Na decisão, o magistrado afirmou que a publicação ultrapassou os limites da crítica política e da sátira ao sugerir, sem provas, que JHC teria responsabilidade direta por prejuízos relacionados ao instituto de previdência municipal. O relator destacou que o IPREV possui autonomia administrativa e financeira, não sendo possível atribuir automaticamente ao chefe do Executivo decisões de investimento tomadas pela autarquia.
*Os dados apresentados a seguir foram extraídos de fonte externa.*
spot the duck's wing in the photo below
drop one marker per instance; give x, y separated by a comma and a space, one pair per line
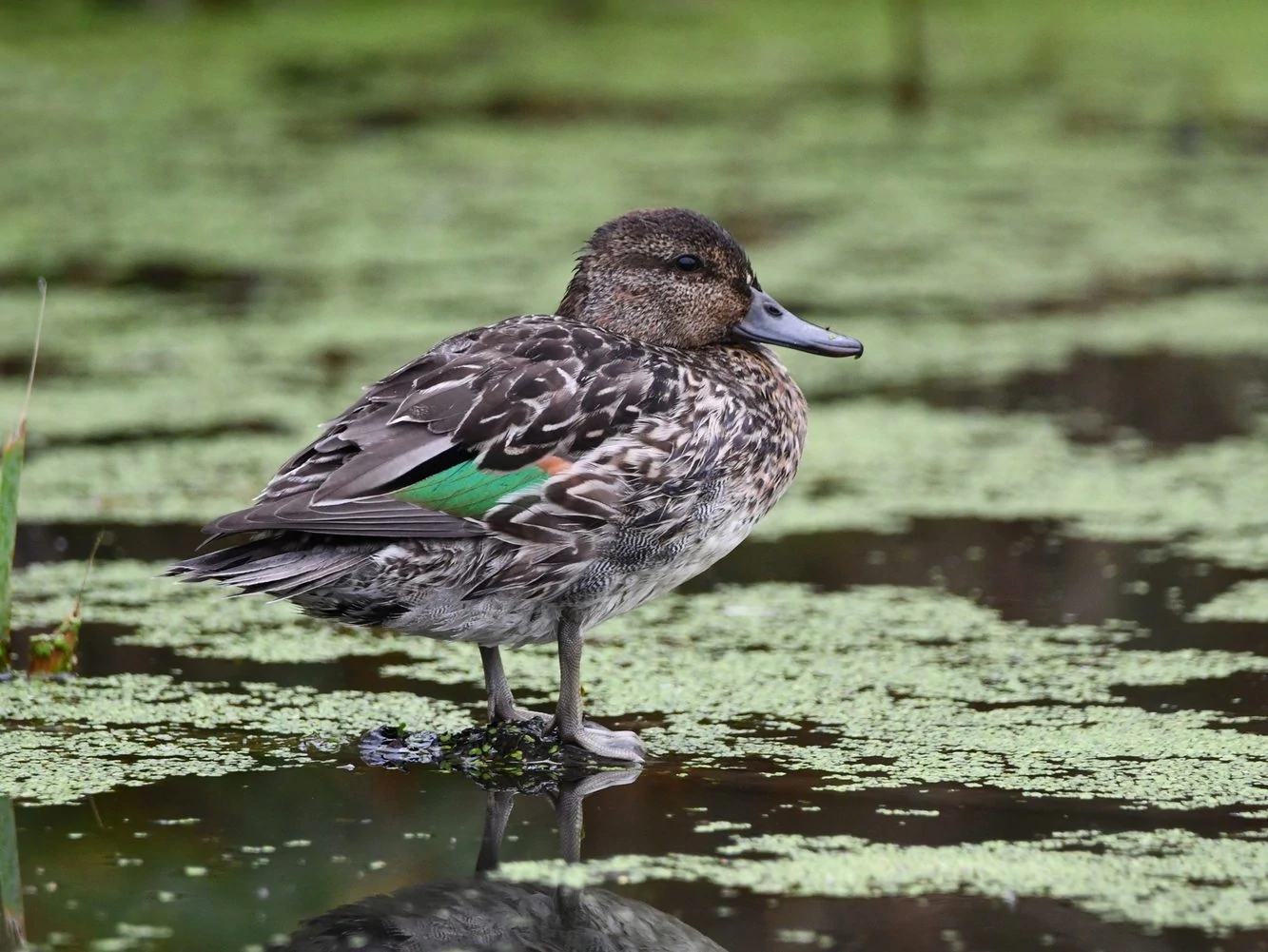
434, 449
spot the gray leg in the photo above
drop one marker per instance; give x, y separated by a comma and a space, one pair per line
501, 704
601, 742
497, 811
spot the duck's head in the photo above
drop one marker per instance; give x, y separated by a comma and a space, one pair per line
673, 277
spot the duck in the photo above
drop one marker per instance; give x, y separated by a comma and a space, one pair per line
525, 480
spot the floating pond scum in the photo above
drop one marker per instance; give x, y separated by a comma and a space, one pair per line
993, 673
11, 929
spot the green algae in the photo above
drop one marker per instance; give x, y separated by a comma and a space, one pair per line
1161, 879
937, 244
1245, 601
899, 686
875, 465
66, 741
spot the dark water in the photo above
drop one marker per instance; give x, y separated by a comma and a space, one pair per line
239, 863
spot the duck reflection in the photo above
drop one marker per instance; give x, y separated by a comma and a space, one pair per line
482, 914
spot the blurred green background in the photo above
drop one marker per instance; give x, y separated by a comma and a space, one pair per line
1046, 221
247, 209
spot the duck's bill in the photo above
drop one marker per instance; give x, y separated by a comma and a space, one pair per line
770, 322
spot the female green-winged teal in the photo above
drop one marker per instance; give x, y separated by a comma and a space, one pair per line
525, 480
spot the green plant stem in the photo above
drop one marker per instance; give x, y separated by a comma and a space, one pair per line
10, 475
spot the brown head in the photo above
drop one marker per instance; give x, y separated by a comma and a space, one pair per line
673, 277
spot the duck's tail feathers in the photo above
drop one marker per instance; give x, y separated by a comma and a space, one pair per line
266, 566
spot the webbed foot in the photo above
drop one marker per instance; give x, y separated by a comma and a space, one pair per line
609, 745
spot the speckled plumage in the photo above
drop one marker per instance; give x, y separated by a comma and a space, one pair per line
652, 427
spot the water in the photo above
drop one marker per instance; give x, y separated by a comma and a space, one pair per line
993, 722
240, 861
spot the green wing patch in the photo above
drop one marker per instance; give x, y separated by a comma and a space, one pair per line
465, 490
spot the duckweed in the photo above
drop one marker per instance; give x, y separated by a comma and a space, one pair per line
65, 741
1245, 601
897, 686
1161, 879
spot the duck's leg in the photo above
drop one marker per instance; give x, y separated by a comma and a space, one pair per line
501, 704
601, 742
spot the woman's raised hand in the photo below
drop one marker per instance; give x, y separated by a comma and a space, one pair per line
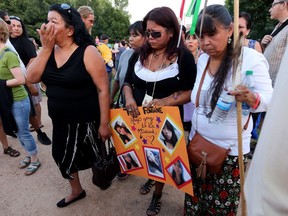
47, 34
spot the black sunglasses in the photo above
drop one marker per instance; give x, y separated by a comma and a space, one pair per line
66, 7
8, 22
15, 17
153, 34
275, 3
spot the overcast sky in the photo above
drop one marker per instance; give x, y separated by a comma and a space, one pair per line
139, 8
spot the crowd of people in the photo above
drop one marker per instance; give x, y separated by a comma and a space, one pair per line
77, 71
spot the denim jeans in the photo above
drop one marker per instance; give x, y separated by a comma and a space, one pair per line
21, 112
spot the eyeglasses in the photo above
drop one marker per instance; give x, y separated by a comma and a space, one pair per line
66, 7
8, 22
15, 17
153, 34
275, 3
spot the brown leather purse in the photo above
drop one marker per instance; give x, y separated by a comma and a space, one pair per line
203, 153
206, 155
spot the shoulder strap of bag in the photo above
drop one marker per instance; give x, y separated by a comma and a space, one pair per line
119, 96
201, 83
280, 28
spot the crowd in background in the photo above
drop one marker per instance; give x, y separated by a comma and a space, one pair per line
83, 75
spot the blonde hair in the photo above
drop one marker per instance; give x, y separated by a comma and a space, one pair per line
4, 33
85, 11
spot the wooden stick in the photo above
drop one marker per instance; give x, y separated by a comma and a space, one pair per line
239, 110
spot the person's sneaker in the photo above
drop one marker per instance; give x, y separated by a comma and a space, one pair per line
121, 176
43, 138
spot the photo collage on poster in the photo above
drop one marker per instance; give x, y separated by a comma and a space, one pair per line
152, 145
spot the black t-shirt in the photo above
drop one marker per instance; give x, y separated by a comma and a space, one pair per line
25, 48
72, 94
183, 80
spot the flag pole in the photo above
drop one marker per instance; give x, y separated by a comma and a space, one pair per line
237, 74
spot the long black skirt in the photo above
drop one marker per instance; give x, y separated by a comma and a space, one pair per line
74, 146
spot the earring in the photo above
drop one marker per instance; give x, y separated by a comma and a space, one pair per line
229, 40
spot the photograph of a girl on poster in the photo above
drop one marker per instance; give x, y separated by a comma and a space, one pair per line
129, 161
153, 161
178, 173
169, 135
124, 133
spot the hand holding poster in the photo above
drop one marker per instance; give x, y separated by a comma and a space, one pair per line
152, 145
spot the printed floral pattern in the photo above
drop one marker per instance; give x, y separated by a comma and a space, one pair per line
218, 194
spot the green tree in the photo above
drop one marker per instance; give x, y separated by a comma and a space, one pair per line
109, 20
121, 4
259, 10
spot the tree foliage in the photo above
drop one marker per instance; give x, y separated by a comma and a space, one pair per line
259, 11
113, 21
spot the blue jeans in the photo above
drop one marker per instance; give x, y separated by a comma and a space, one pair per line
21, 112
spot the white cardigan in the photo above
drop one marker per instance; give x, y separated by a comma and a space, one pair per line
225, 135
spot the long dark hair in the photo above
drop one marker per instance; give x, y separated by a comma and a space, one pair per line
166, 18
174, 137
72, 18
217, 15
129, 164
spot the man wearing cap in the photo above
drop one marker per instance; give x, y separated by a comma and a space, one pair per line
106, 54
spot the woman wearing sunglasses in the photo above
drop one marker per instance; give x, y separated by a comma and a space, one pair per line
161, 73
77, 90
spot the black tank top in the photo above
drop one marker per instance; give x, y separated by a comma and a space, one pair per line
72, 94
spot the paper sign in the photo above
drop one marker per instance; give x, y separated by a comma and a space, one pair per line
152, 145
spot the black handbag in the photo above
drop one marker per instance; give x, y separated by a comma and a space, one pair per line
106, 167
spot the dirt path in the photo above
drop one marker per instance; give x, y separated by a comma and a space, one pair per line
38, 194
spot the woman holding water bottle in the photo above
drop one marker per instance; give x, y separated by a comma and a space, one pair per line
219, 193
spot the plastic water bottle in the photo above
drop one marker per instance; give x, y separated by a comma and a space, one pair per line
249, 82
222, 108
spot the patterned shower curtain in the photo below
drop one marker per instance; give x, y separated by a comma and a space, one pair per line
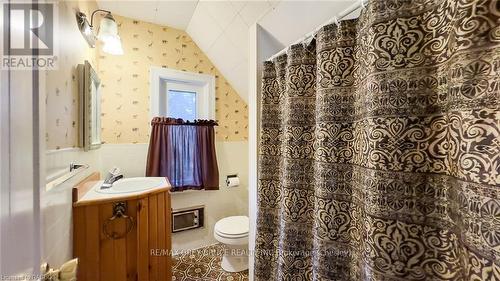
380, 144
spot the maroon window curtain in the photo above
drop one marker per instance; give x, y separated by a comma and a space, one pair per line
184, 152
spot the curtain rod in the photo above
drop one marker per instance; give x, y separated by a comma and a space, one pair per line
335, 19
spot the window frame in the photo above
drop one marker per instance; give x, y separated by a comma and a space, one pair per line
159, 83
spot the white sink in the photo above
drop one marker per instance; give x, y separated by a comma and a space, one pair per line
130, 185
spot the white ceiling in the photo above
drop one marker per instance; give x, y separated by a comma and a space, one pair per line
176, 14
220, 28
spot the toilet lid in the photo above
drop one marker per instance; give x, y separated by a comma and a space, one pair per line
232, 226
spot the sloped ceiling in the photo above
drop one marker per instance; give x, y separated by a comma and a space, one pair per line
220, 28
175, 14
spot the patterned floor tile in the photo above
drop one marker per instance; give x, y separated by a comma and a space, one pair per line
204, 265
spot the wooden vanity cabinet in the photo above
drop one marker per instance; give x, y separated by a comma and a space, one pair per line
143, 254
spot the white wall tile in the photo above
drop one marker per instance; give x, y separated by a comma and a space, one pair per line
203, 28
222, 12
224, 55
237, 32
253, 10
239, 77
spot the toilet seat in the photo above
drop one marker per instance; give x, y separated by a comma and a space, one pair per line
233, 233
234, 227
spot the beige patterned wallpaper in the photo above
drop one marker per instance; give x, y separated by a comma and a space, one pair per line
61, 85
125, 82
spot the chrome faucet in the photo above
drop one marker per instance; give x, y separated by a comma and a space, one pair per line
113, 175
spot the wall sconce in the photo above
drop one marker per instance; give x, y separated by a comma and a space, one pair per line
108, 32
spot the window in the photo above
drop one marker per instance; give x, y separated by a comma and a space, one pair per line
181, 94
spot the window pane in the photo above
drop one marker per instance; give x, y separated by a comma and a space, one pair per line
181, 104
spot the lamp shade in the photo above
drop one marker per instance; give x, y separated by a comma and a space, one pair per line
108, 34
113, 45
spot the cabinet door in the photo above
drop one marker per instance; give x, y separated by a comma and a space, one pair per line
154, 250
118, 255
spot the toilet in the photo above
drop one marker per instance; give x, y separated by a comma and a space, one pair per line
233, 233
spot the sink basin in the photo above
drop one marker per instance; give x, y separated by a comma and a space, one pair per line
130, 185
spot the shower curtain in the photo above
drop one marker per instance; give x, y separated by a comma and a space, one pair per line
379, 148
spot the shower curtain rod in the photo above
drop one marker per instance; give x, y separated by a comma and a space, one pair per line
335, 19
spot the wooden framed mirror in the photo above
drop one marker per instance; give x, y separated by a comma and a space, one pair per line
90, 107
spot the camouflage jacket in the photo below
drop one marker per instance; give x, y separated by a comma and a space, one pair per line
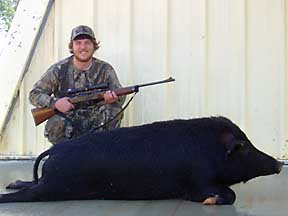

O desembargador também ressaltou que a liberdade de expressão não protege a divulgação de informações falsas ou gravemente descontextualizadas durante a pré-campanha eleitoral. Na fundamentação, citou precedentes do Tribunal Superior Eleitoral e decisões anteriores da própria Justiça Eleitoral de Alagoas que vedam a utilização de desinformação para atingir pré-candidatos.
Ao julgar o processo, o TRE confirmou a liminar que havia determinado a retirada do vídeo das redes sociais, condenou Joana Francisca Venceslau Ferreira ao pagamento de multa de R$ 5 mil por propaganda eleitoral antecipada negativa e determinou que o conteúdo permaneça definitivamente excluído das plataformas Instagram e TikTok.
Por outro lado, a decisão acolheu parcialmente um pedido da influenciadora ao entender que a Meta Platforms extrapolou a ordem judicial ao bloquear integralmente seus perfis. O Tribunal determinou que as contas @joanavenceslauf e @joanavenceslaureserva sejam restabelecidas no prazo de 24 horas, sob pena de multa diária de R$ 1 mil, limitada a R$ 20 mil, esclarecendo que a determinação judicial restringia-se apenas à remoção do vídeo considerado irregular, e não ao bloqueio completo das contas.